Animation Wednesday: Runaway Brain

Mickey Mouse is the most well-known cartoon character in the world.  I don’t have a statistic for that, but I feel pretty confident in that claim.  He’s the face (often the silhouette) of one of the biggest entertainment corporations on the planet, and is sold aggressively to kids around the world.  However, a funny thing happened to Mickey Mouse along the way: he stopped growing.  The character was developed from his roots as a prankster to a bland corporate symbol.  He’s struggled to maintain relevance because Disney’s effort to make sure he’s inoffensive and relatable have left him devoid of conflict.  It’s hard to make an audience care about him.  That’s why Donald Duck, Goofy, and Scrooge McDuck have all seen success in television series, but Mickey has struggled to reach audiences.  It’s the same problem Warner Brothers has had with Bugs Bunny for a while too, although the new series seems to be helping.

Boring, probably.

That’s not to say that there haven’t been bright spots.  The recent Epic Mickey video game captured a lot of the simple aesthetics that made early Mickey cartoons engaging.  And of course, there’s the topic of this post, 1995’s Runaway Brain.  Through the magic of YouTube, I’ve embedded it here in its entirety, so you can watch it after the jump.
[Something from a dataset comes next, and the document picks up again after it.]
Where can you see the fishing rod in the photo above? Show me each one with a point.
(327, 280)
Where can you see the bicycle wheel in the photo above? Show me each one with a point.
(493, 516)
It’s kind of darker and more snarky than the average Disney short, but what really sells Runaway Brain is its depiction of Mickey Mouse.  He’s a person again, with flaws and quirks.  He’s lazy and forgetful.  He’s broke, and he needs cash fast.  He gets into a ridiculous scrape and has to get himself out of it.  This is a short that understands that Mickey needs to make mistakes so that he can fix them, or else there’s nothing to watch.

It’s also a really fun bit of character design besides.  Mickey and Minnie sport their classic 30’s looks, primarily so that the juxtaposition with monster Mickey later is even more extreme.  Monster Mickey’s shredded ears and fangs are hilarious, and the rat tail is nice touch.  Even without the context of the story, the designs are simple and communicate information well.

Obviously, I don’t want every Mickey Mouse story to be like this.  Part of the reason it works so well is that it goes so hard against type, and the impact would be lost if every Mickey Mouse cartoon featured a crazy monster Mickey.  But the core idea, of Mickey Mouse being an imperfect but overall good character trying to do right by everyone, is good.  Giving Mickey some kind of quirk, like Donald’s temper or Scrooge’s greed, would put him in a better place to carry stories, and I don’t think it would alienate audiences the way Disney might fear.  Even if it could, no risk, no reward.